The mainstream economic argument, endorsed by institutions like the World Bank, is that land redistribution in Pakistan will only serve to increase land fragmentation, which discourages investment required to boost agricultural productivity. Proponents of this approach are nudging the government to adopt the idea of corporate farming. The previous government had even passed a corporate farming ordinance, paving the way for leasing state land to agribusinesses. The World Bank is also trying to facilitate such processes by computerisation of land records to enable expedient agricultural land transactions.

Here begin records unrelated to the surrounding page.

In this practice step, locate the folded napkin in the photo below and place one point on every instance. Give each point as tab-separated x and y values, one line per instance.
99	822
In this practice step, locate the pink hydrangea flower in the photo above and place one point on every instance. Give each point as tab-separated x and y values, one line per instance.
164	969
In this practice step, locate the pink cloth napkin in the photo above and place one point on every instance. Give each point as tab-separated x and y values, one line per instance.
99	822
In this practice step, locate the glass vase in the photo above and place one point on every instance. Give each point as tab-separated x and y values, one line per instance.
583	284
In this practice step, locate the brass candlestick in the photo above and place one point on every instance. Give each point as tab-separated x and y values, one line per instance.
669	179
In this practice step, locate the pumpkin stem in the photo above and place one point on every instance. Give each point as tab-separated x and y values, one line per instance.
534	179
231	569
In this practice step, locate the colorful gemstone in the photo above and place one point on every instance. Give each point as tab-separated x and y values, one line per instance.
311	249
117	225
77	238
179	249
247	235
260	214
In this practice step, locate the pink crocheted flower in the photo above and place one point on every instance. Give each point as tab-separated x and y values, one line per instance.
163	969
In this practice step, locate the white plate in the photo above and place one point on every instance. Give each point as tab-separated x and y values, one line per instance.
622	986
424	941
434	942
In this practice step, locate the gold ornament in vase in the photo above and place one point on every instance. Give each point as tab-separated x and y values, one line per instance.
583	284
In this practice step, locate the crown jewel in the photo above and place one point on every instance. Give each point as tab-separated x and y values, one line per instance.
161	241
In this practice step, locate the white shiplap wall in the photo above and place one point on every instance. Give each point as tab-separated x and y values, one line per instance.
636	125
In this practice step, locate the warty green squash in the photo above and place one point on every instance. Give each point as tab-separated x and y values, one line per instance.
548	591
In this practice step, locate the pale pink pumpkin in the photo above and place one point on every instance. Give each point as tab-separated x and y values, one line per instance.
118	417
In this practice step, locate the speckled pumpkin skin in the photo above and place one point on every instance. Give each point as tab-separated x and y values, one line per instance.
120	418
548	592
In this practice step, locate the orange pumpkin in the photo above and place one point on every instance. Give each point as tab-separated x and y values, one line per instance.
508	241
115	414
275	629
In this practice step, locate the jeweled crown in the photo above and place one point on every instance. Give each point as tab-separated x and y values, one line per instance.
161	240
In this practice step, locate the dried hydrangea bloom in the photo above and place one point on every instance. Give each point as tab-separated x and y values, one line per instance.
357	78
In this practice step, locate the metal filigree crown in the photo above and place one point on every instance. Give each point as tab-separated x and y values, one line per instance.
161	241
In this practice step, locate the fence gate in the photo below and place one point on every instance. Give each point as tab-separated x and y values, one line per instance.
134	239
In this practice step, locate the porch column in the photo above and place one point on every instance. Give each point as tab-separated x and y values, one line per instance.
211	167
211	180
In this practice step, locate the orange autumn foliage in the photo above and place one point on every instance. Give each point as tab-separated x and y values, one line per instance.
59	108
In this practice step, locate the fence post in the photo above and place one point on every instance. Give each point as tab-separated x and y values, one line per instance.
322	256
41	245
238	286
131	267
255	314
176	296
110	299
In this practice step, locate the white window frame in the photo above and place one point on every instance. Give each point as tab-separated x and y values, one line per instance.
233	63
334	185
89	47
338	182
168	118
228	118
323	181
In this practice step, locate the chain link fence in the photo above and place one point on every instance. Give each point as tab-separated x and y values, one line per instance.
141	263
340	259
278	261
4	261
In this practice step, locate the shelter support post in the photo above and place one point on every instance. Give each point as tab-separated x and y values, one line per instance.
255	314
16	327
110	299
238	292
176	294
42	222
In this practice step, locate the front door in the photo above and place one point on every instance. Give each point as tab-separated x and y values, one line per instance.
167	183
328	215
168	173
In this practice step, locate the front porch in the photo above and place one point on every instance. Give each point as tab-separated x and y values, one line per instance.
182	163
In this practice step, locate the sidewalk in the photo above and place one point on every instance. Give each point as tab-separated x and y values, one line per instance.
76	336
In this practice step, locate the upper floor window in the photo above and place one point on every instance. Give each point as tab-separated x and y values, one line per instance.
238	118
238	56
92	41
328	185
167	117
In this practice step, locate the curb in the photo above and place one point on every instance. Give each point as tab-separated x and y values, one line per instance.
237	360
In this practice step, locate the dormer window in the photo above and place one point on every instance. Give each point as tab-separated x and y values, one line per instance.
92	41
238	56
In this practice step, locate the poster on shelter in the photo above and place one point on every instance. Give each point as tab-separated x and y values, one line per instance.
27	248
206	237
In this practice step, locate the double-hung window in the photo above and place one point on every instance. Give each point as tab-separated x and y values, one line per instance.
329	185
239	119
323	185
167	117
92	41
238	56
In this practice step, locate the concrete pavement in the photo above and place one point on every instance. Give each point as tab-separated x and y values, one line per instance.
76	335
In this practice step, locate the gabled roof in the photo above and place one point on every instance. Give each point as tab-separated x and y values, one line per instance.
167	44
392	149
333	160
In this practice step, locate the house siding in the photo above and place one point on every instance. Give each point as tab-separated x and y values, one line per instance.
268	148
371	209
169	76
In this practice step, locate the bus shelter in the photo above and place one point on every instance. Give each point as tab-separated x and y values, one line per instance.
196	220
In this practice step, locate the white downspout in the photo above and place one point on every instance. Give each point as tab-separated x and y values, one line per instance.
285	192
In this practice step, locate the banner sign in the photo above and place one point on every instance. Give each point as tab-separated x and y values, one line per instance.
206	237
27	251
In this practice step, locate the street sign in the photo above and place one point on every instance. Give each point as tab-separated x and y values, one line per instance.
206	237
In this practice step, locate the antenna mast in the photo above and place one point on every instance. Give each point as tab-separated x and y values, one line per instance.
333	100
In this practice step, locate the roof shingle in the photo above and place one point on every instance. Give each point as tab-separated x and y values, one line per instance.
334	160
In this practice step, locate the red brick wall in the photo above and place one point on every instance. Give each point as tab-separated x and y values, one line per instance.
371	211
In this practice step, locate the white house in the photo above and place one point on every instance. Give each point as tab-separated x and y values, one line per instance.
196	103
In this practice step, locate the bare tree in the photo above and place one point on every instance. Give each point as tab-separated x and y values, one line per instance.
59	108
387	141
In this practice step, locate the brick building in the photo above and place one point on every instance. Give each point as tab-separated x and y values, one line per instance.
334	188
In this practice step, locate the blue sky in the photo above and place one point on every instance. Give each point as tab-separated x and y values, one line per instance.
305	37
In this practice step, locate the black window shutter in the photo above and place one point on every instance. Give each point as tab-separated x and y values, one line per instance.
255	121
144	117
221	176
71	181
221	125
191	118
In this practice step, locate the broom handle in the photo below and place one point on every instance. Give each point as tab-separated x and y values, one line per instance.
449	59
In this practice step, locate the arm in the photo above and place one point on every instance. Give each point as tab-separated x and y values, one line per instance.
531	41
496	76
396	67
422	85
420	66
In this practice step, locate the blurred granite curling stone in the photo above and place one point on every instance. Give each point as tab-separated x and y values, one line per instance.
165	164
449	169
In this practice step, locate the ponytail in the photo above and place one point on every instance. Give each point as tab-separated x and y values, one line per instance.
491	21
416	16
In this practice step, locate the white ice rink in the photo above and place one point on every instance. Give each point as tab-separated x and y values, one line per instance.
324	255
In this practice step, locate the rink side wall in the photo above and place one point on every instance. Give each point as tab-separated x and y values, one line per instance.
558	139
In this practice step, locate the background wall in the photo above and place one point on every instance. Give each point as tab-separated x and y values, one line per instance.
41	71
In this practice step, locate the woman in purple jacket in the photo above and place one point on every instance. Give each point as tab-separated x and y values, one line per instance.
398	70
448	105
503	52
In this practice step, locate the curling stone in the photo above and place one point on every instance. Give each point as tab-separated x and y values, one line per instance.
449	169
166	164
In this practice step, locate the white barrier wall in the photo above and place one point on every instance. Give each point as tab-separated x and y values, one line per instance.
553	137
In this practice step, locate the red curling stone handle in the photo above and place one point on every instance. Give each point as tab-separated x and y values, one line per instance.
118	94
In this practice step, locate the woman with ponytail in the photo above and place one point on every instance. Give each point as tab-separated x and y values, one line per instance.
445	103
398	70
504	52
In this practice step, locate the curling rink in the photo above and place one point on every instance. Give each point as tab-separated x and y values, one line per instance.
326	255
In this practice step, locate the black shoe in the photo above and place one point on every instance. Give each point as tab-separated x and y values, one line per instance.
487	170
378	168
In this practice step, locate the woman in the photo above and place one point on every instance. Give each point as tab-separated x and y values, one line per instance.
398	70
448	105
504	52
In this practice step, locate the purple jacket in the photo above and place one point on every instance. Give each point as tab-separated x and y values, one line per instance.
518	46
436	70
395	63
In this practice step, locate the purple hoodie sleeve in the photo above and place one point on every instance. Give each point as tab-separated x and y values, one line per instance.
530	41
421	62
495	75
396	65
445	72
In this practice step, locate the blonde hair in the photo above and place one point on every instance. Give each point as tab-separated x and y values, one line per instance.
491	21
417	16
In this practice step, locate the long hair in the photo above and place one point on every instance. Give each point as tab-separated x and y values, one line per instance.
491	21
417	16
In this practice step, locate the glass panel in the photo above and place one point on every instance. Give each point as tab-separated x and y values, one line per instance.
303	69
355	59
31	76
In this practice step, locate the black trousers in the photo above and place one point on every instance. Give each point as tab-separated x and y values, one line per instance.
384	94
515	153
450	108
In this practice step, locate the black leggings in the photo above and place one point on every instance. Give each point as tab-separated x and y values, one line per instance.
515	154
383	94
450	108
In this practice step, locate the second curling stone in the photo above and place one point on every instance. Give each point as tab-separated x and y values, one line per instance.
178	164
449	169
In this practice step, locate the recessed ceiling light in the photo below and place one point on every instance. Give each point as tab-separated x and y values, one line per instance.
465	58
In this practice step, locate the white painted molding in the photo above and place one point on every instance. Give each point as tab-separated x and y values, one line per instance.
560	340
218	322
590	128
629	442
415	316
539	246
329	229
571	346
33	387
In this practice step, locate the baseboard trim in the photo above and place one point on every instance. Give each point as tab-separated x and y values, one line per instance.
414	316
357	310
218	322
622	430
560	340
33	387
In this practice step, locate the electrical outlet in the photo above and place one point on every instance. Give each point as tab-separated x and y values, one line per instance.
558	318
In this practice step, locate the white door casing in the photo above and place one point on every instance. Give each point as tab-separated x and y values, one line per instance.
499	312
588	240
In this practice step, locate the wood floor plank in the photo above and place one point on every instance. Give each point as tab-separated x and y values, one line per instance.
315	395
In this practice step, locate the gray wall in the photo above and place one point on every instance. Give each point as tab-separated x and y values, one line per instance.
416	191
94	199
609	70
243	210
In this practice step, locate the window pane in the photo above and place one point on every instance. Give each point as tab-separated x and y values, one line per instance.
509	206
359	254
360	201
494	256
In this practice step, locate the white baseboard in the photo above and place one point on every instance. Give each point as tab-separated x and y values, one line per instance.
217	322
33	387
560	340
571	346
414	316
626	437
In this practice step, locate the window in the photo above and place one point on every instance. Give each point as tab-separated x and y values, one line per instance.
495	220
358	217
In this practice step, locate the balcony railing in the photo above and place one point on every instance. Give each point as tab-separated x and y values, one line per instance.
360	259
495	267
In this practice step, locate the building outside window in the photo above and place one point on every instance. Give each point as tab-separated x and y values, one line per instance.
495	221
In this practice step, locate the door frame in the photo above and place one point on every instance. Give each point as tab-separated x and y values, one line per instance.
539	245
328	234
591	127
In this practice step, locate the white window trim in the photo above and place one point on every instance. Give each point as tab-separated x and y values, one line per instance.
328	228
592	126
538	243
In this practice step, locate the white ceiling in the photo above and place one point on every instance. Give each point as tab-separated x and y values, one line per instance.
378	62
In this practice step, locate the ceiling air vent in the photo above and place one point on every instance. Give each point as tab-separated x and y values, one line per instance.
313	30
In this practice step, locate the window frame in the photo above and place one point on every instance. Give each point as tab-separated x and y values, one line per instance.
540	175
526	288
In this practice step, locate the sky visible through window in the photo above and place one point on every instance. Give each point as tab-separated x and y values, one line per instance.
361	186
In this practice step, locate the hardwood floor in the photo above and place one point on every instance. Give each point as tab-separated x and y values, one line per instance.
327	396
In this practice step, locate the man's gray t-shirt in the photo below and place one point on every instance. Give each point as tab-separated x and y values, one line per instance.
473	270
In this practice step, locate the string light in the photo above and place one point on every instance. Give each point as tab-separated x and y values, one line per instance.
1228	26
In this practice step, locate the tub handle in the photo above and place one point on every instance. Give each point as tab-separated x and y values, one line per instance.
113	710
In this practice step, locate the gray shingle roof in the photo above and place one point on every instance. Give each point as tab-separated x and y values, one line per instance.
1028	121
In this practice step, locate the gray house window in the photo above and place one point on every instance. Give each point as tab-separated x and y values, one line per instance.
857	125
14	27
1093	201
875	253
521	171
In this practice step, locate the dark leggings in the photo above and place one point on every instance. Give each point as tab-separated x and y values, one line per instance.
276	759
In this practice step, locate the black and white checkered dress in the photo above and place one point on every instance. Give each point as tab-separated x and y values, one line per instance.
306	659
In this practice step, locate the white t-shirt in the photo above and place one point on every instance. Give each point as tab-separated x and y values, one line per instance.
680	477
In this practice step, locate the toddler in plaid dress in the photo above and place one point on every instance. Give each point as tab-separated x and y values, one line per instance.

While agribusiness may be able to invest more resources in agricultural production, and even pay agricultural labourers better salaries than landlords, opponents question how many more jobs the heavily mechanised agribusiness could create. It is also legitimate to ask if promoting export-driven agribusiness is a good idea for a country facing an alarming increase in food insecurity and water scarcity.


It is also hard to deny that rural poverty in Pakistan is evidently related to landlessness. The dependency of sharecroppers and daily wage labourers on landlords prevents both their socio-economic and political empowerment.

Secure access to land is considered the most powerful antidote to this widespread destitution and marginalisation. But to achieve their ambitious aims, land reforms need to go beyond provision of land alone. Proponents of land reforms must learn from international experience across Africa and Latin America which shows that just giving people land does not make them better off or even more empowered. Securing these broader goals requires that land redistribution be accompanied by a range of other measures simultaneously implemented under a comprehensive rural development strategy. Such a strategy must be devised to focus on small farmers or else tokenistic attempts at redistribution will do little to change existing disparities.

The MQM’s proposed bill has paid scant attention to such details and so far there is also insufficient public deliberation concerning the relevant supplemental measures required for land reforms to be effectively undertaken in a Pakistan-specific context.

Published in The Express Tribune, December 24th, 2010.